Reconhecendo que a ideia da neurogénese adulta tem sido muito discutida, o editorial lembra a dificuldade deste tipo de estudos até porque “as amostras bem preservadas de tecido cerebral humano são raras e as técnicas para identificar neurónios imaturos variam”. Um artigo publicado na Nature no ano passado, notam, defendia que a neurogénese no hipocampo não se verifica em humanos além da infância. O estudo agora divulgado contradiz de forma brutal esta ideia. Não só se prolonga para além da infância como chega até à década os 90 anos de idade. Recorde-se que o mais velho cérebro analisado pelos investigadores onde viram provas deste processo de formação de novos neurónios pertencia a um homem de 97 anos.
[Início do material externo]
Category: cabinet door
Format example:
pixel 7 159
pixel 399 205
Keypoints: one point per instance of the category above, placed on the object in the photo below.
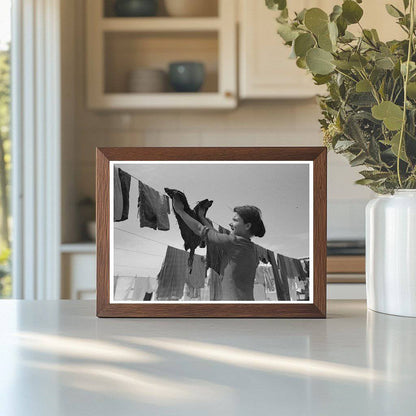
pixel 265 68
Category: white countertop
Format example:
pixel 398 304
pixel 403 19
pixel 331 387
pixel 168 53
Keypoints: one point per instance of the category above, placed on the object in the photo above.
pixel 57 358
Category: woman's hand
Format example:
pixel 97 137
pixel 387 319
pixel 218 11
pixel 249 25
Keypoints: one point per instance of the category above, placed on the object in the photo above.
pixel 177 204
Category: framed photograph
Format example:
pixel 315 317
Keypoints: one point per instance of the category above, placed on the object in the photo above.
pixel 211 232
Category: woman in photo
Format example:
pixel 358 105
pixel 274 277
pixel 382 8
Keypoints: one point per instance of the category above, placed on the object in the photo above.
pixel 239 262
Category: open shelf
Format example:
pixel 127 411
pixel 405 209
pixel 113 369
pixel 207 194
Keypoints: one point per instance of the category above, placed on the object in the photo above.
pixel 160 24
pixel 211 9
pixel 127 51
pixel 116 46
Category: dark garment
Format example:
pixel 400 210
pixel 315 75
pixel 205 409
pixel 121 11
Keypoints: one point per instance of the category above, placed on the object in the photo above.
pixel 223 230
pixel 196 279
pixel 261 253
pixel 171 277
pixel 191 240
pixel 215 253
pixel 280 276
pixel 118 196
pixel 238 266
pixel 125 180
pixel 153 208
pixel 174 274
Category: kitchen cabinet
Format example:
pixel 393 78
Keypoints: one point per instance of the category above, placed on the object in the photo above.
pixel 265 70
pixel 118 45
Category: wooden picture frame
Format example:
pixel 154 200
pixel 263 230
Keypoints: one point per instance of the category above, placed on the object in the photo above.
pixel 314 157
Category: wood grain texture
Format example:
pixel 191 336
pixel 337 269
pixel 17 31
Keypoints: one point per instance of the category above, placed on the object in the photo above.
pixel 346 264
pixel 317 309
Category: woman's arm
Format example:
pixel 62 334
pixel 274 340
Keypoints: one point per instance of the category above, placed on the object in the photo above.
pixel 193 224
No tecido cerebral post-mortem de adultos saudáveis, os cientistas relatam que viram neurónios recém-nascidos e um modesto declínio na neurogénese com a idade. Nas amostras de pessoas com doença de Alzheimer, registou-se uma queda mais acentuada e progressiva na neurogénese. “Os resultados aguardam críticas e reacções de outros grupos de investigação, mas, para já, levantam uma possibilidade tentadora de que parar ou reverter esse declínio pode atrasar o desenvolvimento da doença de Alzheimer”, lê-se no editorial da revista Nature Medicine.
O texto faz referência a trabalhos recentes que testaram formas de promover a formação de novos neurónios no hipocampo de roedores, através de exercícios e certas drogas, e que terão demonstrado que algumas dessas abordagens podem diminuir os défices cognitivos em modelos de ratos transgénicos de Alzheimer. “O próximo desafio dos pesquisadores - um grande desafio - é descobrir se isso pode ser traduzido para as pessoas”, sublinham.
Seja como for, o editorial reconhece que este estudo publicado agora desvia a atenção para novos alvos de eventuais soluções terapêuticas direccionadas para a doença de Alzheimer, e que, até agora, tem estado sobretudo centradas na procura de formas de evitar a acumulação da proteína tóxica da amilóide que destrói os neurónios dos doentes com Alzheimer. Ou seja, pelo menos, desvia a atenção dos suspeitos do costume que ainda não conseguimos derrotar.